Impeached Texas Attorney General Ken Paxton, who has been under indictment for fraud for the last eight years, told Steve Bannon, also under indictment for fraud, that if he had not intervened, former President Donald Trump would have lost in Texas during the 2020 election.
"If we'd lost Harris County—Trump won by 620,000 votes in Texas. Harris County mail-in ballots that they wanted to send out were 2.5 million, those were all illegal and we were able to stop every one of them," Paxton said on Bannon's War Room podcast. Naturally, Paxton lied to Bannon's listeners — Harris County planned to mail out applications for mail-in ballots to all registered voters due to the COVID-19 pandemic. However, Paxton's office successfully blocked this initiative through litigation.

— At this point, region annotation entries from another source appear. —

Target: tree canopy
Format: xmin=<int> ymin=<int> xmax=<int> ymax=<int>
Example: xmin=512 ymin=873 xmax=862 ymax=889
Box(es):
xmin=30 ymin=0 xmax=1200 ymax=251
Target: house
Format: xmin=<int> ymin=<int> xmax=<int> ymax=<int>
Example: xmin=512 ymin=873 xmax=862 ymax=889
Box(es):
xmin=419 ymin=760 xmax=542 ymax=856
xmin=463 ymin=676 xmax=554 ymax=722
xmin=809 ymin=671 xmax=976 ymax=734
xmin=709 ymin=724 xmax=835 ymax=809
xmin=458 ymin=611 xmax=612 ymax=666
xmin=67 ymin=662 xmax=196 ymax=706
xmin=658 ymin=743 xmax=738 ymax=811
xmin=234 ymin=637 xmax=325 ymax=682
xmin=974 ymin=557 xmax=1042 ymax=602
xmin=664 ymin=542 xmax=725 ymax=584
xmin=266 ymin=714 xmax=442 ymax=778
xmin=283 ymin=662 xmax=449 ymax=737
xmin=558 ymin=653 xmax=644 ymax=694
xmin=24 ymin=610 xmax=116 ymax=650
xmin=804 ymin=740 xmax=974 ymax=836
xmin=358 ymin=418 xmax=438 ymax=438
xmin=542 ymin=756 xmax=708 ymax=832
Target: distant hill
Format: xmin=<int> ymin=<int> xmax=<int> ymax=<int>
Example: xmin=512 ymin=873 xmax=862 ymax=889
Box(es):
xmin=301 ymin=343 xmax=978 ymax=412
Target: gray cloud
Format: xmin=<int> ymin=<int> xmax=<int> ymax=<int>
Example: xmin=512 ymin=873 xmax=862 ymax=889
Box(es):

In the end, Trump emerged as the winner in Texas, securing over 600,000 more votes than Biden. Nevertheless, polls leading up to the election had suggested that Biden had a chance to win the traditionally conservative state, which has not voted for a Democratic presidential candidate since 1976.
Thanks in no small part to Big-Lie-spreader Paxton, Texas has become the most difficult state for voting.
From Newsweek:
A 2020 analysis of U.S. election laws by Northern Illinois University ranked Texas as the most difficult state for voting. While absentee voting is allowed in the state for anyone over the age of 65 without an excuse, the state requires those younger to have a valid reason for requesting an absentee ballot. While Democrats believed the COVID-19 pandemic should be an acceptable excuse for any registered voter to cast their ballots by mail, Paxton and other Texas Republicans disagreed.
Meanwhile, GOP lawmakers in Texas want to make it more difficult to vote in the state. Their efforts have been largely animated by Trump's baseless claims that Biden won the 2020 election through widespread voter fraud. These false allegations have already been thoroughly litigated and wholly debunked, while the former president and his allies have failed to provide evidence to substantiate them.